The convergence curves of the best total cost \( F_{total} \) over iterations clearly demonstrate AMISO’s superiority. In both scenarios, AMISO converged faster to lower final costs and exhibited the ability to escape local minima mid-iteration, thanks to its adaptive strategies.
| Algorithm | Planning Time (s) | Total Path Length (m) | Best Fitness |
|---|---|---|---|
| PSO | 85.03 | 3676.00 | 6.4199 |
| GWO | 78.29 | 3838.17 | 4.1048 |
| HHO | 88.43 | 3623.09 | 5.0967 |
| DBO | 88.77 | 3929.15 | 4.3350 |
| SO | 85.28 | 3454.21 | 4.7938 |
| MCSSO | 200.12 | 3648.18 | 4.6552 |
| BEESO | 129.14 | 3405.43 | 4.4367 |
| AMISO | 78.83 | 3154.32 | 2.3479 |
| Algorithm | Planning Time (s) | Total Path Length (m) | Best Fitness |
|---|---|---|---|
| PSO | 86.44 | 1826.63 | 9.1910 |
| GWO | 191.20 | 1653.54 | 5.9460 |
| HHO | 92.82 | 1545.38 | 7.4353 |
| DBO | 180.21 | 1943.17 | 11.7868 |
| SO | 153.78 | 1662.16 | 6.2113 |
| MCSSO | 132.83 | 1622.39 | 5.9970 |
| BEESO | 121.65 | 1659.44 | 5.1349 |
| AMISO | 83.08 | 1575.53 | 4.7189 |
The quantitative results solidify the advantages of AMISO for China UAV drone swarm path planning. In Scenario 1, AMISO found the shortest collective path (3154.32m, 19.7% shorter than the longest from DBO) and achieved the lowest fitness value (2.3479, 63.4% better than PSO) with near-optimal planning time. In the more complex and confined Scenario 2, AMISO’s superiority is even more pronounced, achieving the best performance across all three metrics: fastest planning (83.08s, 56.5% faster than GWO), shortest path (1575.53m, 18.9% shorter than DBO), and lowest cost (4.7189, 48.7% lower than PSO). These results confirm that the integrated adaptive multi-strategy framework effectively balances exploration and exploitation, leading to efficient, safe, and cooperative path planning solutions.
4. Conclusion
This paper presented a novel Adaptive Multi-strategy Improved Snake Optimizer (AMISO) algorithm to address the complex multi-constraint, multi-objective path planning problem for cooperative China UAV drone swarms in adversarial environments. A comprehensive cost function was formulated, incorporating threat avoidance, path length, flight envelope constraints, and critical multi-UAV collaboration requirements like collision avoidance and synchronization.

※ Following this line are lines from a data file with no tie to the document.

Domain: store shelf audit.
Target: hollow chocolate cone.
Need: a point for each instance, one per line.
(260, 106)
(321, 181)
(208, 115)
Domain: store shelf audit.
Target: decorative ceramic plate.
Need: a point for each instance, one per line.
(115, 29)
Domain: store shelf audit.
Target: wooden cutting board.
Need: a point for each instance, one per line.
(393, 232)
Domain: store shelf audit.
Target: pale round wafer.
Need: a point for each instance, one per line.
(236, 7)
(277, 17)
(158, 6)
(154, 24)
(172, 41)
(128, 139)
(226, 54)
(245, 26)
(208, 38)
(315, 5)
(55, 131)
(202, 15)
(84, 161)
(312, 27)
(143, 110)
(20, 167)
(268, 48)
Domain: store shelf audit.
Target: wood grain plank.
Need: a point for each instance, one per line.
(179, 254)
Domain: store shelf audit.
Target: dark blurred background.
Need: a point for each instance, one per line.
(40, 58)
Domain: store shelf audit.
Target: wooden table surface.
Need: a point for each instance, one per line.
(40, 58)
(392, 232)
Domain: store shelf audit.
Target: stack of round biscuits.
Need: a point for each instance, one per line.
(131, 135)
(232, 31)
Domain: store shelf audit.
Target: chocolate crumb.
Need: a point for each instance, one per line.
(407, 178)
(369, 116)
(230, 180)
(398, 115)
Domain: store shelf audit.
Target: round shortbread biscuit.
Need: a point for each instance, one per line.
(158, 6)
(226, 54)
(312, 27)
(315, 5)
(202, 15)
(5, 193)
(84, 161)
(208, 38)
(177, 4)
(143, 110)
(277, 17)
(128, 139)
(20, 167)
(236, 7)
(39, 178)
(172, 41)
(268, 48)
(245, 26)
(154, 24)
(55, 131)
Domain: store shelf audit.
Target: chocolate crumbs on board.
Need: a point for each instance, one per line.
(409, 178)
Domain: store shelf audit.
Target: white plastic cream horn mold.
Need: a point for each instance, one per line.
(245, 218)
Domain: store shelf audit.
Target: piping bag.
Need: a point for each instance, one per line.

The core contribution lies in the strategic enhancements made to the base SO algorithm: (1) Chaotic initialization for better population diversity, (2) Rime-based exploration for wider global search, (3) Adaptive strategy selection during combat for robust local search, and (4) A population stacking evolution mechanism during mating to preserve elites while exploring new areas. The synergy of these strategies allows AMISO to effectively navigate the complex solution space associated with planning for multiple China UAV drones.

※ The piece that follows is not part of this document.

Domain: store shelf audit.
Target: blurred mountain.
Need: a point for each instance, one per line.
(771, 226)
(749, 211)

Extensive simulations on benchmark functions and two realistically modeled 3D battlefield terrains demonstrate that AMISO consistently outperforms several prominent metaheuristic algorithms. It converges faster, finds paths with lower overall cost (shorter, safer, more cooperative), and exhibits greater robustness and stability. The proposed method provides an effective and reliable solution for autonomous cooperative path planning, enhancing the operational capability and survivability of China UAV drone fleets in modern combat and surveillance scenarios. Future work will focus on extending the framework to handle dynamic threats and real-time replanning.